The image side of the substrates listed in TABLE I was corona discharge treated and coated with various topcoats from aqueous coating compositions and dried to form the image receiving elements of the invention. The main ingredients used in various aqueous topcoats are as follows:
Preparation of Latex A:
In a 5-liter, three-necked round bottom flask equipped with a stirrer, water condenser, and nitrogen inlet were placed 116.34 g (0.058 moles) of Terathane polyether polyol (average Mn=2000) (Aldrich Chemicals) followed by 119.38 g (0.89 moles) of 2,2-bis(hydroxymethyl)-propionic acid (DMPA), 52.0 g (0.052 moles) of Silaplane/Mono-terminal Chisso Siloxane FM-DA11, (average Mw=1000), 600 g of tetrahydrofuran (THF), and 1.25 g of dibutyltin dilaurate (catalyst). The temperature was adjusted to 65° C. When a homogenous solution was obtained, 211.16 g (0.95 moles) of isophrone diisocyanate (IPDI) were slowly added followed by 10 g of THF. The temperature was raised to 75° C. and maintained for 24 hours to complete the reaction, resulting in an intermediate containing no residual free isocyanate. The free isocyanate content was monitored by the disappearance of the NCO absorption peak by infrared spectroscopy.
The reaction mixture was diluted with THF and neutralized with triethylamine to 100% stoichiometric neutralization of the carboxylic acid, followed by the addition of 1500 g of distilled water under high shear to form a stable aqueous dispersion. THF was removed by heating under vacuum, and the resultant aqueous dispersion was filtered. The polyurethane obtained had an Mw of about 23,900 and acid number of about 100.
Details of the Invention Examples are provided in TABLE III.
The Comparative and Invention Examples were evaluated for printability in a Kodak® Photo Printer 6850 using a Kodak Professional EKTATHERM ribbon, catalogue number 106-7347 coated with cyan, magenta, and yellow dyes in cellulose acetate propionate binder and a poly(vinyl acetal)-based protective overcoat. The results are provided below in TABLE IV.
It is clear from the data in TABLE IV that none of the Comparative Examples without an aqueous topcoat could be printed because of sticking caused by the donor being stuck to the receiving element so that the donor could not be separated from the image receiving element. On the other hand, the Invention image receiving elements, having an aqueous topcoat, were printed without sticking, demonstrating the advantages of the invention.

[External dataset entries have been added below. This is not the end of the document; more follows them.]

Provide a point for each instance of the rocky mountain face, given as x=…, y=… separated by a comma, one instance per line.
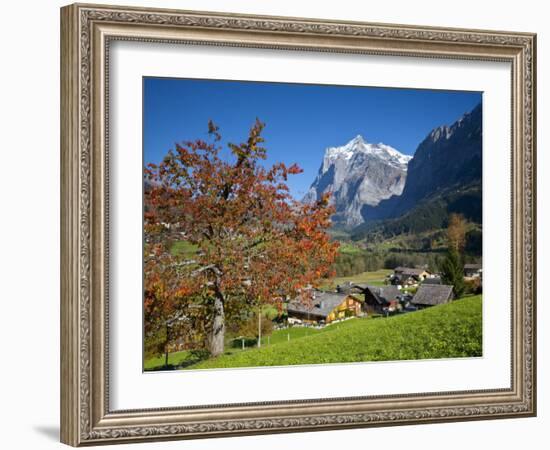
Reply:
x=359, y=174
x=447, y=160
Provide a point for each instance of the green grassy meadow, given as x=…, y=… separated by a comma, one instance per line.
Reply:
x=447, y=331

Microscopy of some of the printed (Dmax) samples from the present invention revealed that the dye penetrated about 2 μm from the topcoat (˜0.8 μm thick) surface into the extruded image receiving layer. This demonstrates that the extruded image receiving layer was capable of receiving an image but was not directly printable without the presence of the aqueous-coated topcoat.

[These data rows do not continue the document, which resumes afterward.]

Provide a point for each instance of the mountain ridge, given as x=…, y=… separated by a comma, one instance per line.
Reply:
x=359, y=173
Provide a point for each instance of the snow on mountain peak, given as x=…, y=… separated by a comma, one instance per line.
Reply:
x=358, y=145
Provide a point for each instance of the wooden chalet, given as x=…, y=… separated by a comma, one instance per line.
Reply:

The Dmax optical density (read by a densitometer) for the red, green, and blue records for some of the Invention Examples were measured and are listed below in TABLE V.
It is clear from the data in TABLE V that the image receiving elements of this invention, having the aqueous topcoat, provided prints with desirably high optical density.
The invention has been described in detail with particular reference to certain preferred embodiments thereof, but it will be understood that variations and modifications can be effected within the spirit and scope of the invention.